2.2 genetic transformation of soybean root lines
The constructed GsHSP overexpression vector pSuper1300-GsHSP, namely OX-GsHSP is used for infecting soybean root lines, and the specific operation method is as follows:
(1)H 2 O 2 ethanol sterilization: 10mL of 30% (w/w) H was taken 2 O 2 75mL of 96% (v/v) ethanol, and sterile water was added to 100mL.

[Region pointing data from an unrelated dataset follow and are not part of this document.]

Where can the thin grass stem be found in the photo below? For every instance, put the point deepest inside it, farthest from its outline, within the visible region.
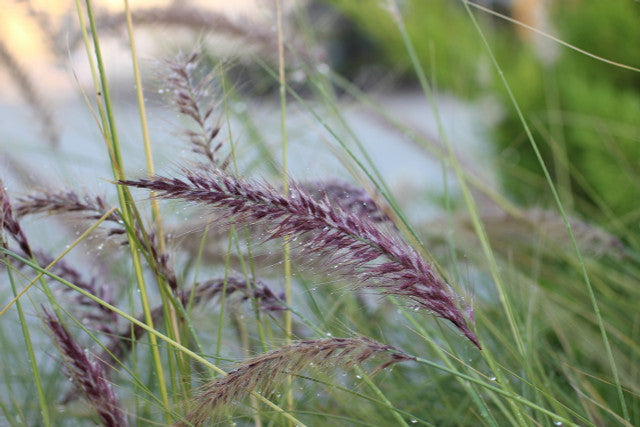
(149, 329)
(559, 204)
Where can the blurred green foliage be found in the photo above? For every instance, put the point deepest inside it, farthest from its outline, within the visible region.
(583, 112)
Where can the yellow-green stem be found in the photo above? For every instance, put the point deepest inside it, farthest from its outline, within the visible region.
(126, 203)
(149, 330)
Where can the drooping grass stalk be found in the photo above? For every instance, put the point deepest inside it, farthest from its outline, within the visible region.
(126, 203)
(285, 182)
(42, 398)
(347, 243)
(267, 371)
(62, 255)
(471, 206)
(88, 374)
(559, 204)
(148, 329)
(551, 37)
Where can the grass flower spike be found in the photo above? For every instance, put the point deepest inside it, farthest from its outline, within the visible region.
(350, 244)
(268, 370)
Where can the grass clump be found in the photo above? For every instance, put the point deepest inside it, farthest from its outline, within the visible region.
(227, 299)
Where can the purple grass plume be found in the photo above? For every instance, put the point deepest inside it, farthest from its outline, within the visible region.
(349, 243)
(10, 223)
(88, 375)
(267, 371)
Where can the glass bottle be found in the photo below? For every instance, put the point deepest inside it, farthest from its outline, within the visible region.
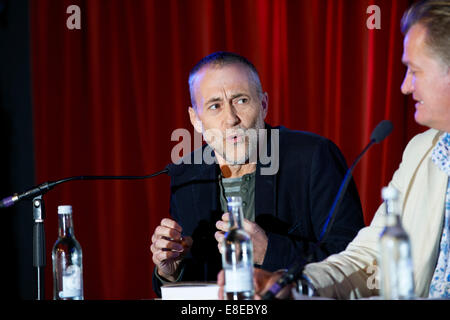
(237, 255)
(396, 274)
(67, 259)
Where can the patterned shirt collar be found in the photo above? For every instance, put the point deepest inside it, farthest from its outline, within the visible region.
(441, 154)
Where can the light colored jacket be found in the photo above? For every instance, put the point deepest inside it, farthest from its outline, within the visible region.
(422, 186)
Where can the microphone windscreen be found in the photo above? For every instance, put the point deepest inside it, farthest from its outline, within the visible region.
(382, 130)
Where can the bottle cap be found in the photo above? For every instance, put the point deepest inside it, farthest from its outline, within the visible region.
(389, 193)
(234, 201)
(64, 209)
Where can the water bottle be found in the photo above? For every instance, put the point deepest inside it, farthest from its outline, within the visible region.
(396, 274)
(237, 255)
(67, 259)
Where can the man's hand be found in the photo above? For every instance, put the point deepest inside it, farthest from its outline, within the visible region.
(169, 248)
(255, 232)
(262, 281)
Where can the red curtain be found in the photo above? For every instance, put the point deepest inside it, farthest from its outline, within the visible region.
(108, 96)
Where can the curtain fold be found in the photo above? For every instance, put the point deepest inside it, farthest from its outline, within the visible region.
(108, 97)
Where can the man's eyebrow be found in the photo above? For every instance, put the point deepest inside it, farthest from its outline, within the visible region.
(237, 95)
(219, 99)
(213, 99)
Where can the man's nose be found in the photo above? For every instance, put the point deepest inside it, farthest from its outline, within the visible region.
(231, 116)
(407, 86)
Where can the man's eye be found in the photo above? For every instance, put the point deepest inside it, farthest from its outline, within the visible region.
(242, 101)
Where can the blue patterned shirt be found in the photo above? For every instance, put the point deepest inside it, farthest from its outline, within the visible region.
(440, 283)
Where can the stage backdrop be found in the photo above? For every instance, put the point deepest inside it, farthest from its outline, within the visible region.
(108, 96)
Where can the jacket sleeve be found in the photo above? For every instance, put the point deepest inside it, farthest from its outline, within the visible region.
(321, 181)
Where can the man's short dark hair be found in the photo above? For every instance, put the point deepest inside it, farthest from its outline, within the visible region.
(220, 59)
(434, 15)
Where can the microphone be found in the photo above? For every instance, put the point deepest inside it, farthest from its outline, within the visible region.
(295, 272)
(381, 131)
(171, 170)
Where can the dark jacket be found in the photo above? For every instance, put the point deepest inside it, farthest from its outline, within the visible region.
(291, 206)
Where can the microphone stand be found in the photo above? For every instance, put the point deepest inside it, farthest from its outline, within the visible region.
(39, 261)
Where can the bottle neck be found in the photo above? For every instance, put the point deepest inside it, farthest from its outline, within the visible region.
(235, 216)
(65, 225)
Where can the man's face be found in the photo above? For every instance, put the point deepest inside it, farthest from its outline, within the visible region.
(427, 79)
(227, 106)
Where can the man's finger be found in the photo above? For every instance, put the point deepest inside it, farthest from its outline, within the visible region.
(168, 245)
(162, 231)
(166, 222)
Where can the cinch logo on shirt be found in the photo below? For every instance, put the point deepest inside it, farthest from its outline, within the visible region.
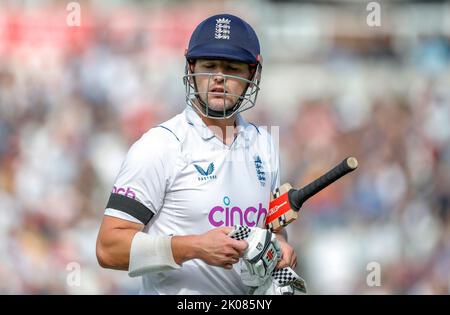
(229, 216)
(206, 175)
(127, 193)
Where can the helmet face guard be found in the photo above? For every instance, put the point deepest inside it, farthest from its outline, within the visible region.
(199, 99)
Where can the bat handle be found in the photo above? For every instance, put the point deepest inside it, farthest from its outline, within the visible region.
(298, 197)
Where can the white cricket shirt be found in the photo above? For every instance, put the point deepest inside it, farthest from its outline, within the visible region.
(192, 183)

(2) Germination of soybean seeds
Sterilizing vermiculite in advance, sterilizing the tray and the bowl, filling the bottom of the vermiculite with BD solution, and soaking. The sterilized soybean seeds are planted into vermiculite with the depth of 0.5cm for about four days (dark culture and film laying), the cotyledons and part of hypocotyls of the healthy seed seedlings are cut off, the cotyledons are cut off at a position 1cm away from cotyledon nodes, and 1-2 holes are pricked at a position 1mm away from the cotyledon nodes by a fine needle head for standby infection.

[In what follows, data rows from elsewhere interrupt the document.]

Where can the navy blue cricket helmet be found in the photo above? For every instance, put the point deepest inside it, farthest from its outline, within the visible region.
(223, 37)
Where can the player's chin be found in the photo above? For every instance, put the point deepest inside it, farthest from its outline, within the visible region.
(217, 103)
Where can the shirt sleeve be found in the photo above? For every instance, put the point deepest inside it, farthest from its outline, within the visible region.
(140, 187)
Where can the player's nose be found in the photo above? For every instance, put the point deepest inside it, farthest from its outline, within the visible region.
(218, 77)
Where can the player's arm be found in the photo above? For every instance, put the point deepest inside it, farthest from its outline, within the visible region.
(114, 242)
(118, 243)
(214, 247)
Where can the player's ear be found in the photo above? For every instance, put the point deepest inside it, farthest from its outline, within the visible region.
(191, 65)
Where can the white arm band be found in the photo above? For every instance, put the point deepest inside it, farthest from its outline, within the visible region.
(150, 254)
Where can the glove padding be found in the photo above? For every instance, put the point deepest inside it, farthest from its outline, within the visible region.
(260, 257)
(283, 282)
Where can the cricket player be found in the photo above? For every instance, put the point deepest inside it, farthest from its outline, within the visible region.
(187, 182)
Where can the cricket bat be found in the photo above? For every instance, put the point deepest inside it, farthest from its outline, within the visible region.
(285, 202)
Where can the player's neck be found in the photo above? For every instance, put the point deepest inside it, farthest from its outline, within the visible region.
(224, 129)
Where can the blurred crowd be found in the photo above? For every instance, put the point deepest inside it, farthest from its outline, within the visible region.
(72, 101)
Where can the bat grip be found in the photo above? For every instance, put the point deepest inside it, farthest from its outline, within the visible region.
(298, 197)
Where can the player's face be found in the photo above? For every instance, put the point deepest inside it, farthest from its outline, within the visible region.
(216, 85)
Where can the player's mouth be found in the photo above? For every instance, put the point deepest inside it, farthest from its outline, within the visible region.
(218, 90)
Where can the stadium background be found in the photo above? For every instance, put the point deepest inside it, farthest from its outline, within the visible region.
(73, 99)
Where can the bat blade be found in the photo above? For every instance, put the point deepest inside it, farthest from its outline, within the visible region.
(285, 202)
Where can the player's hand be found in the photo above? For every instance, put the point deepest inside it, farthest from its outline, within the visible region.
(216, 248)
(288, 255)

(3) Preparation of Agrobacterium solution and infection
Activating bacteria once in the morning before cotyledonary node infection, taking frozen agrobacterium tumefaciens containing target genes according to the following weight ratio of 1:1000 was inoculated on YEB liquid medium containing 50mg/L kanamycin and 50mg/L streptomycin, and cultured at 28℃for 24 hours with shaking, and activated once. Then according to 1:10 for 2-3h, and performing secondary activation (OD 600 = 0.6-0.8). Before infection, the activated agrobacterium liquid is split into 50mL centrifuge tubes, each tube is about 40mL,4000rpm, after centrifugation for 5min, the supernatant is poured out and resuspended in an equal volume of liquid re-suspension medium. The prepared cotyledonary node explants were placed in an intrusion dye solution, and about 40 cotyledonary node explants were placed per 30mL of the intrusion dye solution, and the infection was carried out for 45 to 60 minutes with occasional shaking (about 10 minutes) to bring the cotyledonary node and the bacterial solution into sufficient contact.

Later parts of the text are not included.